Marsha Linehan states, "DBT emphasizes learning to bear pain skillfully. The ability to tolerate and accept distress is an essential mental health goal for at least two reasons. First, pain and distress are a part of life; they cannot be entirely avoided or removed. The inability to accept this immutable fact itself leads to increased pain and suffering. Second, distress tolerance, at least over the short run, is part and parcel of any attempt to change oneself; otherwise, impulsive actions will interfere with efforts to establish desired changes.”
I have experienced this whenever I find myself looking back at a situation and think, “I would never behave that way now.” I can see that since that time I have changed. I have grown. But at the moment, I did the best I could. These sorts of memories are nearly always accompanied by some sort of suffering I had to do before I grew. It is human nature to resist change, and it is only in hindsight that we can see that what we thought was devastating when we were going through it, proved to be very helpful in the long run. Unfortunately, we often have a hit a “bottom” before becoming willing to adapt. It’s a pattern that repeats throughout my entire life. Thus, I agree that the better I am at tolerating distress rather than avoiding it, the easier things will be.
Marsha goes on to say, “Although the stance advocated here is a nonjudgmental one, this should not be understood to mean that it is one of approval. It is especially important that this distinction be made clear to clients: Acceptance of reality is not equivalent to approval of reality.
“.... The distress tolerance behaviors targeted...are concerned with tolerating and surviving crises and with accepting life as it is in the moment. Four sets of crisis survival strategies are taught: Distracting, self-soothing, improving the moment, and thinking of pros and cons.”

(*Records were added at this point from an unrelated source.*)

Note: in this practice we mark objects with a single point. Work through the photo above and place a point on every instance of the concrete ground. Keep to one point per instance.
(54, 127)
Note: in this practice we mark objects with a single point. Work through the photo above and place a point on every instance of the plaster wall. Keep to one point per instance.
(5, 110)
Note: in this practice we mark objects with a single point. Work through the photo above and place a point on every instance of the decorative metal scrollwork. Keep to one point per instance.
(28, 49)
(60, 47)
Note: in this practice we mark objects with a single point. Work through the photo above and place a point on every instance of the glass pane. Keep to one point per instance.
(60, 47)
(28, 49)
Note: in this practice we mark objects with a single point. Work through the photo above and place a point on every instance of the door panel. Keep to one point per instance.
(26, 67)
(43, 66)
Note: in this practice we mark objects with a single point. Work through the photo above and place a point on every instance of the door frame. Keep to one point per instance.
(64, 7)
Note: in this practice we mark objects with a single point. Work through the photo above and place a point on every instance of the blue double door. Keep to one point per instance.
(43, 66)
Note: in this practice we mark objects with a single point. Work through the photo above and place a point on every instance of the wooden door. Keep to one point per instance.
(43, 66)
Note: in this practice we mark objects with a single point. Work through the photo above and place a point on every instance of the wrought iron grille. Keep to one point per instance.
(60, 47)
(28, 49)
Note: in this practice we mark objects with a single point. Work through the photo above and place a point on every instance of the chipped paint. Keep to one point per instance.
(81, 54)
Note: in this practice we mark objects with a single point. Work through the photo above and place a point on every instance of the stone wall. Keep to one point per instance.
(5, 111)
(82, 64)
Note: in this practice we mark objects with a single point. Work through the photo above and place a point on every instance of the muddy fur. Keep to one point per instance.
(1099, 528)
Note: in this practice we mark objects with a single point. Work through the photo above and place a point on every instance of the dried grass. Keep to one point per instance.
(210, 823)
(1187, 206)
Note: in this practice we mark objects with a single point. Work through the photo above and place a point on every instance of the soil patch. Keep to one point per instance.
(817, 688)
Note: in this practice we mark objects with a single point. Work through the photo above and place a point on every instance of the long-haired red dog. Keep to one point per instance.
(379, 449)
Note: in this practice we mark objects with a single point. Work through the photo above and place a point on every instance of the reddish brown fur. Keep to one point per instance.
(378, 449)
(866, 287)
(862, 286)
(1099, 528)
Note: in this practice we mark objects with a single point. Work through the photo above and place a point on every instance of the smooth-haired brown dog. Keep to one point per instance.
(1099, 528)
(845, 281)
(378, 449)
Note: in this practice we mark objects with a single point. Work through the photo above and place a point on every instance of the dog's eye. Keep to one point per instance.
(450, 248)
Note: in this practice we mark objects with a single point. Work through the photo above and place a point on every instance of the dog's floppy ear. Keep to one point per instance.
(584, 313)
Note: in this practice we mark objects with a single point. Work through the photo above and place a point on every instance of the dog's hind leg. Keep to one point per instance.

I remember the first time I read these words I actually had conflicting thoughts. On the one hand It was an eye opening concept to think that accepting a situation was not the same as approving of the situation. My own parents had a problem with this concept and passed it along to me. For example: I became pregnant with my youngest son when I was single. My parents wanted me to have an abortion ( I was 30 and living 180 miles away). I told them I didn't want their approval just their support in my decision. They could not give it and did not give my son the same attention they gave his brother as a new born. I often have difficulty with reacting in a disapproving manner. It usually just makes me feel worse, because no one changes their behavior just because I have chosen to disapprove of what they are doing (can you imagine that :-).
On the other hand my feelings about the distress tolerance skills was "Yea, sure!" But the reality is that when I put my faith in the skills and did them anyway they started to work.
Distress Tolerance: Crisis Survival Strategies
DBT teaches us four sets of skills for tolerating (dealing with, getting through, accepting) the distressing events and activities in our lives.
Distracting - Wise Mind ACCEPTS
Improving the Moment
Thinking of Pros and Cons
We can think of these as Crisis Survival Strategies. Some of them will seem easy, some difficult. Out of these skills, you will probably want to try most everything, and then pick some that especially work or apply to you. I have certain ones of these that I use more than others. But it can really benefit you to try things that are new. You never know what might be a big help to you.